Il n’y a donc que le théâtre, ici exprimé dans une apparente simplicité scénique, pour parvenir à tant d’émotion. Philippe Berling, sournoisement, sans qu’on ait l’impression qu’il y a mis plus qu’un peu de savoir scénique, a trouvé le chemin qui va de l’acteur au spectateur, et y retourne sans doute, pour le bien de tous. Tchekhov est comblé. Nous aussi.

Michel Huvet (né a Dijon) est réputé pour ses chroniques politiques, ses critiques et ses projets culturels. Au Bien Public, il crée le service culturel. Il est intervenant au Centre de Formation des Journalistes (CFJ-rue du Louvre à Paris), puis à Sciences-Po Est-Europe à Dijon. Huvet est également auteur de nombreux textes et ouvrages de littérature, de poésie, de théâtre, d’essais et de biographies.

Critique de Dominique Bonhoure publiée sur la page du Théâtre dans les Vignes

Un texte de Tchekhov qui tient moins de six pages en « Folio » (n° 6241, à tout hasard !) et pour les spectateurs du Théâtre dans les Vignes, à Cornèze (Aude, 11) une bonne heure de jubilation, ce dimanche de novembre. Nouvelle preuve, s'il en était besoin, que le théâtre, ce n'est pas que du texte.

La mise en scène de Philippe Berling et le travail des deux comédiens, magnifiques d'humanité, nous ont permis de voir un spectacle rare tenant à la fois du mime, du jonglage, de la musique, du chant à l'occasion, de la déclamation bien sûr (c'est une conférence), bref de la comédie mâtinée de cirque, qui nous rappelait à tous que le genre humain est composé de clowns ridicules, pitoyables, émouvants qui semblent se détester mais ne peuvent se passer les uns des autres, à la fois repoussoirs et reflets d'eux-mêmes.

Une grande économie de moyens : un pupitre, une chaise, un piano (vrai ou faux ?), des costumes hors d'âge, et deux visages burinés et maquillés comme des clowns, pour dire l'absurdité d'une vie humaine faite de routine, de faux-semblants, de compromissions, de lâchetés, éclairée néanmoins à la dernière minute (du spectacle) par l'étincelle d'une cigarette partagée.

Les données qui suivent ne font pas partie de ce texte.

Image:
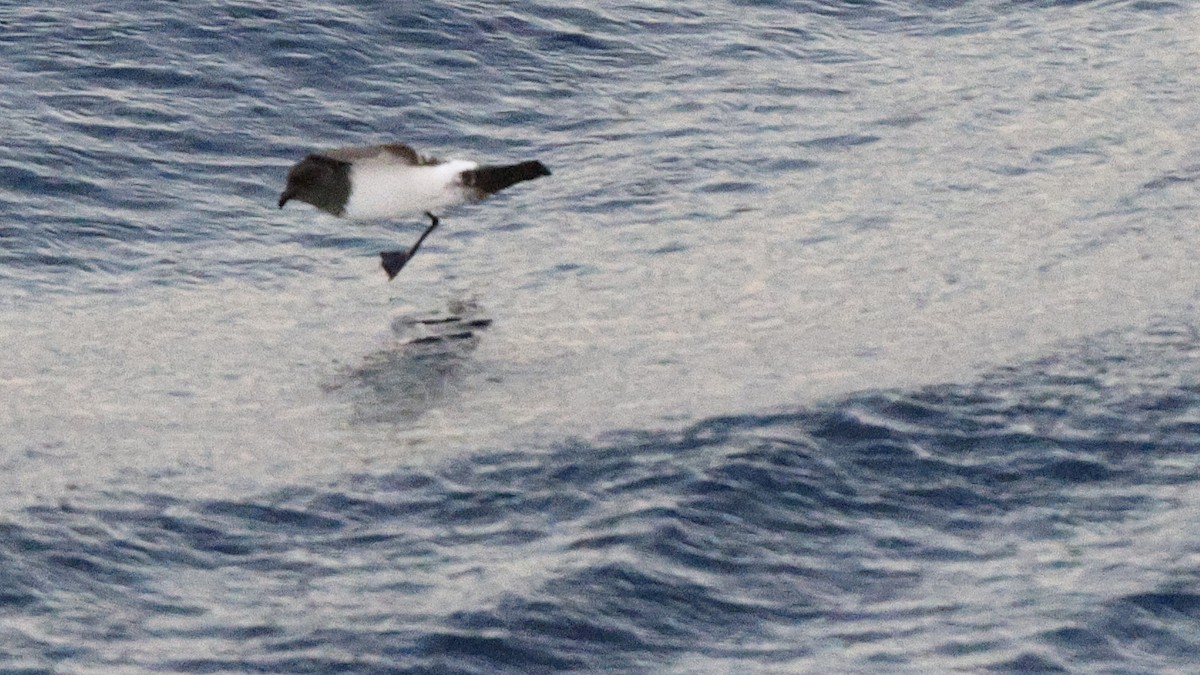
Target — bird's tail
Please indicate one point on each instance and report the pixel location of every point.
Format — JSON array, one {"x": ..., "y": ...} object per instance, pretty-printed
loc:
[{"x": 489, "y": 180}]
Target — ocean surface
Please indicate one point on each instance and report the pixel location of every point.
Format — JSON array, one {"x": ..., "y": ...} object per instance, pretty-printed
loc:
[{"x": 846, "y": 336}]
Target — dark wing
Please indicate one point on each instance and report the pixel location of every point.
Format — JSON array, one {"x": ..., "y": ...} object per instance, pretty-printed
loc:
[{"x": 389, "y": 153}]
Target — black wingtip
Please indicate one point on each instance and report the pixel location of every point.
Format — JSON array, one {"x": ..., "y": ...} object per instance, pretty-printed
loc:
[{"x": 393, "y": 262}]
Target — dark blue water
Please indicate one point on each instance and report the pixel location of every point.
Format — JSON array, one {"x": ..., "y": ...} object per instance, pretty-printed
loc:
[{"x": 846, "y": 336}]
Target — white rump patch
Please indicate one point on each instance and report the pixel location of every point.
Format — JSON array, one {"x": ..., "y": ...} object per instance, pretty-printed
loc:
[{"x": 384, "y": 191}]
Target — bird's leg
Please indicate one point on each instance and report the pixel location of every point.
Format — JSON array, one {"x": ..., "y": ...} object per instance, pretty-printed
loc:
[{"x": 395, "y": 261}]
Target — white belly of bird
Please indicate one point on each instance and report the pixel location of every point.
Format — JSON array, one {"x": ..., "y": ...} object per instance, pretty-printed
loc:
[{"x": 384, "y": 191}]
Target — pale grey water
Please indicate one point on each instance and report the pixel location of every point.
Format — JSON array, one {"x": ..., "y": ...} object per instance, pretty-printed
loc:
[{"x": 755, "y": 208}]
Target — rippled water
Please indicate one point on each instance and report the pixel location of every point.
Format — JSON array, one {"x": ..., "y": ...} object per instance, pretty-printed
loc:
[{"x": 849, "y": 336}]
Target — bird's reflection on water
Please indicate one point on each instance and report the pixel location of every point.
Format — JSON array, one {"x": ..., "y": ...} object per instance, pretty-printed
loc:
[{"x": 417, "y": 372}]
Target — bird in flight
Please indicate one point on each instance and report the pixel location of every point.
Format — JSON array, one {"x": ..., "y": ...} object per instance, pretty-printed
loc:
[{"x": 393, "y": 180}]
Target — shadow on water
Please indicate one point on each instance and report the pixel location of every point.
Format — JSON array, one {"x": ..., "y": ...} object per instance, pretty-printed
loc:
[
  {"x": 909, "y": 524},
  {"x": 419, "y": 370}
]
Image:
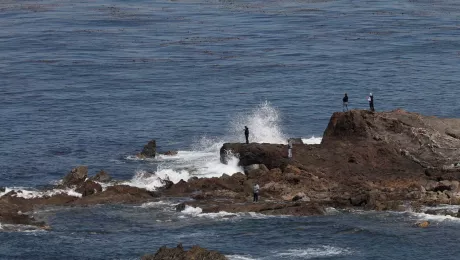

Complicité d'un vieux couple quand l'amour devient tout proche de la haine, mais avec cette pirouette burlesque qui est la marque de fabrique du spectacle.

Mention spéciale au comédien incarnant Mme Nikotine, rôle muet, dont le personnage n'existe dans le texte de Tchekhov que de façon allusive. Il a su faire éclater les fous rires, tant ses mimiques, ses œillades, chaque muscle de son visage exprimaient la mégère pétrie de conventions petites-bourgeoises, pourvue d'une toute mâle autorité sur son vieux mari, qu'elle couve de regards tour à tour protecteurs, indignés, encourageants, doucereux, toujours cocasses et d'une vérité extraordinaire pour refléter les méandres de l'âme humaine.

Bref, on en redemande… Ce spectacle est un chef-d'œuvre d'intelligence, qui nous montre nos insuffisances en nous rassurant. Car il nous rappelle que le théâtre est là pour nous aider à supporter nos faiblesses en riant de nous-mêmes. Tchekhov ne pouvait être mieux servi.